For Dave Arneson, however the nature of the map and other details about the society grew to get a deeper meaning. With the Blackmoor Game, the focus shifted from skirmish units and the vague war gaming notion of "Generals" to real flesh and blood characters. The setting Arneson created for these player controlled characters was called Blackmoor of course, but what of the lands beyond the Castle and town?

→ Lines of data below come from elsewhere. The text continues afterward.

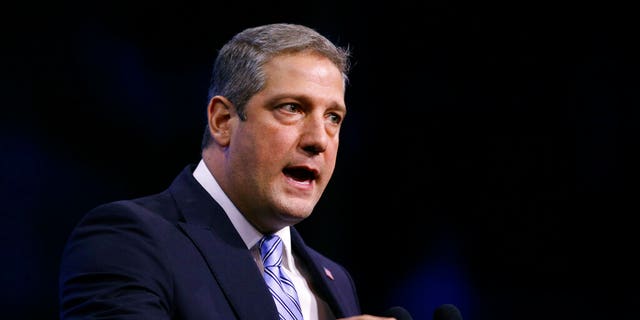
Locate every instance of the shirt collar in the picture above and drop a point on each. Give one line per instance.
(248, 233)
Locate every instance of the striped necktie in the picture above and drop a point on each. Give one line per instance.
(282, 289)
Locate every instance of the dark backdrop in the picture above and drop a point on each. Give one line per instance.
(488, 147)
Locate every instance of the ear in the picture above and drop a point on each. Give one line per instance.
(219, 115)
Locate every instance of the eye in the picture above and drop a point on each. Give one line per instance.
(335, 118)
(291, 107)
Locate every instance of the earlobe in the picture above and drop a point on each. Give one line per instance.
(219, 118)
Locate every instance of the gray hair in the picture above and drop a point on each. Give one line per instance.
(238, 69)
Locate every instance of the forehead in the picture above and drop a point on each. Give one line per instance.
(303, 69)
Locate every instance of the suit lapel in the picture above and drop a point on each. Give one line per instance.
(236, 273)
(227, 256)
(321, 277)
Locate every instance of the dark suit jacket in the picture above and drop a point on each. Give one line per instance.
(176, 255)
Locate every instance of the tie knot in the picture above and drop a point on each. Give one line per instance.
(271, 250)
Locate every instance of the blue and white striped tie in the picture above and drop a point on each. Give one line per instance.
(281, 287)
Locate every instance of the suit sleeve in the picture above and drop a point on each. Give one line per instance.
(113, 267)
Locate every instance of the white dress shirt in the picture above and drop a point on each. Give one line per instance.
(313, 307)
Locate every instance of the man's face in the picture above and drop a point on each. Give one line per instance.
(283, 155)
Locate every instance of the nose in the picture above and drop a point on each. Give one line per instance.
(315, 136)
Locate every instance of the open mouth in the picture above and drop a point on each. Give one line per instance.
(300, 173)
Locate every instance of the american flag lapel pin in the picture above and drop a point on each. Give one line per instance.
(328, 273)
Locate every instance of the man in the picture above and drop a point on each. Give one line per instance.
(199, 249)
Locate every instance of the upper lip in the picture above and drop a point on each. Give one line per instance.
(302, 171)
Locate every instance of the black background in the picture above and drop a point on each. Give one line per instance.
(489, 148)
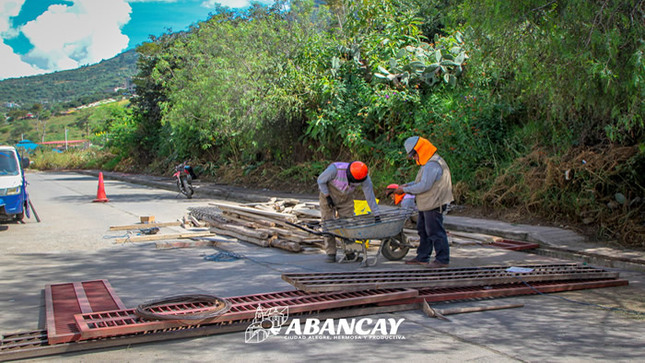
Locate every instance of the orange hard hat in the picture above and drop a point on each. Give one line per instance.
(358, 171)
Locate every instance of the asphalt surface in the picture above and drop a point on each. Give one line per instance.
(556, 242)
(595, 325)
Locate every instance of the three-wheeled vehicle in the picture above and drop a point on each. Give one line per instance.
(14, 200)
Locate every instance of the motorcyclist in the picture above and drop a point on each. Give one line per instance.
(337, 184)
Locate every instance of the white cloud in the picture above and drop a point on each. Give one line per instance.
(230, 3)
(86, 32)
(13, 66)
(8, 9)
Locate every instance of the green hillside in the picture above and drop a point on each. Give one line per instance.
(73, 87)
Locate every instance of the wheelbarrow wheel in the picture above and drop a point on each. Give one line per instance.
(394, 248)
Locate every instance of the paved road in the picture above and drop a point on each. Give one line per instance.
(73, 243)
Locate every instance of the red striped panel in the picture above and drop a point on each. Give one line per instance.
(63, 301)
(125, 321)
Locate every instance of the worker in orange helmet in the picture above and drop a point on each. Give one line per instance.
(433, 191)
(337, 184)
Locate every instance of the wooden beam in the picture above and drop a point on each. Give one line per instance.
(158, 237)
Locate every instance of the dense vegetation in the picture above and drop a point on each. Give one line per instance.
(536, 105)
(71, 88)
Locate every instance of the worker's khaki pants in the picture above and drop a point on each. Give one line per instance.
(344, 208)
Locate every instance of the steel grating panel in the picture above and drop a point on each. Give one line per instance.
(125, 321)
(505, 290)
(445, 277)
(62, 301)
(35, 344)
(513, 245)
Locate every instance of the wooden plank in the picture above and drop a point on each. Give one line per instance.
(62, 301)
(144, 226)
(159, 237)
(448, 277)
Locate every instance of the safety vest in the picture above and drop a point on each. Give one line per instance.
(441, 191)
(340, 182)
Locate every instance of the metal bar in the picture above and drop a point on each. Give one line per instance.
(62, 301)
(113, 323)
(506, 290)
(513, 245)
(448, 277)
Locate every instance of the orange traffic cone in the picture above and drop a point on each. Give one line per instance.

In the introduction to the original Dungeons & Dragons game, Gary Gygax writes:
'From the map of the "land" of the "Great Kingdom" and environs -- the territory of the C&C Society -- Dave located a nice bog wherein to nest the weird enclave of "Blackmoor," a spot between the "Great Kingdom" and the fearsome "Egg of Coot."'On his blog, Zenopus examines the exact location of Blackmoor on the map that became the basis for Arneson's campaign and later also the basis for the World of Greyhawk Setting. In an RPG-like context, the world of the Great Kingdom also gained a new depth. "King" Rob Kuntz was no longer just the leader of the was gaming association, but a character living in this imagined world, controlling the Kingdom. In Arneson's game, the King would sometimes send troops to aid Blackmoor against its many enemies.
Rob Kuntz himself may not have known about this, had it not been for the article Facts About Black Moor by Dave Arneson published in Domesday Book #13. I imagine the editors must have been thrilled to see someone taking their "world" so seriously!